1. Edible oil particles and aggregates thereof, consisting of edible oil (limited to those that are liquid at room temperature) and an oil gelling agent.

2. The edible oil particles and aggregates thereof according to claim 1, wherein the oil gelling agent is an amphiphilic compound mainly composed of polyglycerin fatty acid ester.

3. The edible oil particles and aggregates thereof according to claim 2, wherein the mass ratio of the oil gelling agent to the edible oil (mass of oil gelling agent / mass of oil) is 0.02 or more and 0.10 or less.

4. The edible oil particles and aggregates thereof according to claim 3, wherein the mass ratio of the oil gelling agent to the edible oil (mass of oil gelling agent / mass of oil) is 0.03 or more and 0.09 or less.

5. A method for producing edible oil particles and aggregates thereof, comprising the steps i) to iV) below. i) A step of preparing an aqueous solution of the thickener by dissolving the aqueous thickener in water, ii) Next, the edible oil, oil gelling agent, and the aqueous solution of the thickening agent are stirred and mixed to form a mixture above the melting point of the oil gelling agent, thereby creating a suspension of edible oil particles in the aqueous phase. iii) Next, the suspension is cooled to room temperature. iv) Next, a step of separating and recovering edible oil particles or aggregates thereof from the suspension.

6. A method for producing edible oil particles and aggregates thereof according to claim 5, wherein the viscosity range of the aqueous solution of the thickening agent is 550 mPa·s or more and 13,890 mPa·s or less.
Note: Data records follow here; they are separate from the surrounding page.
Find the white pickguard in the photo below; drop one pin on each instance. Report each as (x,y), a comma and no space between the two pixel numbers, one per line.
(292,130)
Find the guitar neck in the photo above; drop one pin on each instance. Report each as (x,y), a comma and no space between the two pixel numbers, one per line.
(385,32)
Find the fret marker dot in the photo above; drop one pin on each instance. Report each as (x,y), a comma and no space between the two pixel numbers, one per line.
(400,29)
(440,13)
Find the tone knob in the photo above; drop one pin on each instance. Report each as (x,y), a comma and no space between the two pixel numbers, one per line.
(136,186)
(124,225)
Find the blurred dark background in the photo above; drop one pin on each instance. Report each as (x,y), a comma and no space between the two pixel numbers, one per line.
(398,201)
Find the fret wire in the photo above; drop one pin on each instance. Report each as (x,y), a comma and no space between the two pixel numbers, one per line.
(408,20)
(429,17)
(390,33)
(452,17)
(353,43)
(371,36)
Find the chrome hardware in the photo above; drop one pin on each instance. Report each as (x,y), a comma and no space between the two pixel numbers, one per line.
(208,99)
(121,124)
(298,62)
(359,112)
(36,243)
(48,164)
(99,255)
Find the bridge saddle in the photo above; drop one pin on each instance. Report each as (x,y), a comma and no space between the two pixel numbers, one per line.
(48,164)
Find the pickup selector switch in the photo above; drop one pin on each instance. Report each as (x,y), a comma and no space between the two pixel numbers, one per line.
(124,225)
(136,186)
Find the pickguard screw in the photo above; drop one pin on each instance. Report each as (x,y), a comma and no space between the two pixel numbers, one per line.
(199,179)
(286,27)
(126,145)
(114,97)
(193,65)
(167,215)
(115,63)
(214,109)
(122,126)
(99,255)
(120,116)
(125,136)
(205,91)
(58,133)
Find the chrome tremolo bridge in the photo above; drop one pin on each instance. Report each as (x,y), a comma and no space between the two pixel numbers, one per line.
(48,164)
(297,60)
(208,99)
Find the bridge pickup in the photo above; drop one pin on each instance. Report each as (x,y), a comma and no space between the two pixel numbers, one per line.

7. A method for producing edible oil particles and aggregates thereof according to claim 6, wherein the mass ratio of the oil gelling agent to the edible oil (mass of oil gelling agent / mass of edible oil) is in the range of 0.02 to 0.

10.

8. A method for producing edible oil particles and aggregates thereof according to claim 7, wherein the viscosity range of the aqueous solution of the thickening agent is 900 mPa·s or more and 11,530 mPa·s or less, and the mass ratio of the oil gelling agent to the edible oil (mass of oil gelling agent / mass of edible oil) is in the range of 0.03 to 0.09.